Where do I begin?
I've been staring at my screen for what seems like forever, trying to search for the words but I just don't know what to say. Or how to say it.
Funny how things can look so optimistic one second and the next, everything's burning up in front of you. I really don't understand how things could get so shitty so quickly. I've been looking back at the past few weeks, trying to pinpoint when things started breaking down but when I look back now, all I can see is how broken it was from the beginning. How could I have been so blind, so stupid?
You attacked me. Not physically, but verbally. Although it did feel like a physical attack since the words you said felt like a punch to my chest. How could you do that to me? I know I didn't deserve that kind of treatment from you so why? I never did anything to you. I never spread any rumors about us, never uttered a bad word about you. In fact, I always defended you! But how could you even know that, right? You never asked. You straight up just assumed the worst of me and accused me of doing these things that I would never in a million years even think about doing. Maybe that's what hurt the most. I thought you'd know me better than that after everything but you don't.
I never demanded anything from you. I knew what we were doing. I knew what it was all about for you. Did you hear me complain? Did you hear me demand for more? Did I make you feel that I wanted more? Honestly, please tell me. Because I didn't. I hid all my feelings for you in the deepest recesses of my heart. I pretended to be so aloof that sometimes, I even felt like I was starting to fool myself into thinking that I didn't care about you. So where the hell is all this anger coming from? Please justify yourself because I don't deserve any of this.

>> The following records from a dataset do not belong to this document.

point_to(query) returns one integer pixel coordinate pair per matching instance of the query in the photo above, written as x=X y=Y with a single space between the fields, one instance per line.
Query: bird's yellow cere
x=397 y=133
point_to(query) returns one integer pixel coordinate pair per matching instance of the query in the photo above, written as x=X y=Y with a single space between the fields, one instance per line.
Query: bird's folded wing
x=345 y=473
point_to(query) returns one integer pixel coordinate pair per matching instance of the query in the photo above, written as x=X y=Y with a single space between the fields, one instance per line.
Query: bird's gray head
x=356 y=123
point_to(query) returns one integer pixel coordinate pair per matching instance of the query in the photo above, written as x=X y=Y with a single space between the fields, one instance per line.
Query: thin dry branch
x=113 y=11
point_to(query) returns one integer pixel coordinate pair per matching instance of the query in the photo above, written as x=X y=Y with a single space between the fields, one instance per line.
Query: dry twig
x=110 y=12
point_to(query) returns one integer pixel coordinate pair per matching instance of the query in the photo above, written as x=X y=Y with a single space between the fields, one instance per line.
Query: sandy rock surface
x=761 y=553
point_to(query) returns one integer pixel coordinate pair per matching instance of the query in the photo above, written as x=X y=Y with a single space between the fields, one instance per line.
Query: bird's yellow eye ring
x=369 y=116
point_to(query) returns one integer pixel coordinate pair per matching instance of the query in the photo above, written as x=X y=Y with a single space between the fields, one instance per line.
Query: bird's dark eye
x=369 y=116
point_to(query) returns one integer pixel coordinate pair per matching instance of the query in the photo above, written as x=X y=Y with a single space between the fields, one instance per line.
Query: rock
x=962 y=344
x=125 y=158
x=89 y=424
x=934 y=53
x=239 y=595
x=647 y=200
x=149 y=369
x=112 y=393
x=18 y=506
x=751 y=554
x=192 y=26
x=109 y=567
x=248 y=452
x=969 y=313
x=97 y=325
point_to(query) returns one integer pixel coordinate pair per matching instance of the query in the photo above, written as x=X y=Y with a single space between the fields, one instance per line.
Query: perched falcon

You know, I was getting along fine ever since you two started hanging out again. I got the message. I was already keeping my distance. But you just had to stir up some drama, didn't you? You just had to make things harder for me. Breaking my heart wasn't enough for you, you had to destroy me. Well, congratulations! You win. You broke me in ways I didn't even know was possible. You took what was left of my dignity, my self-worth, and you smashed it to tiny little pieces and walked all over them. So fuck you. Fuck you for breaking me. And fuck me for allowing you to do that to me.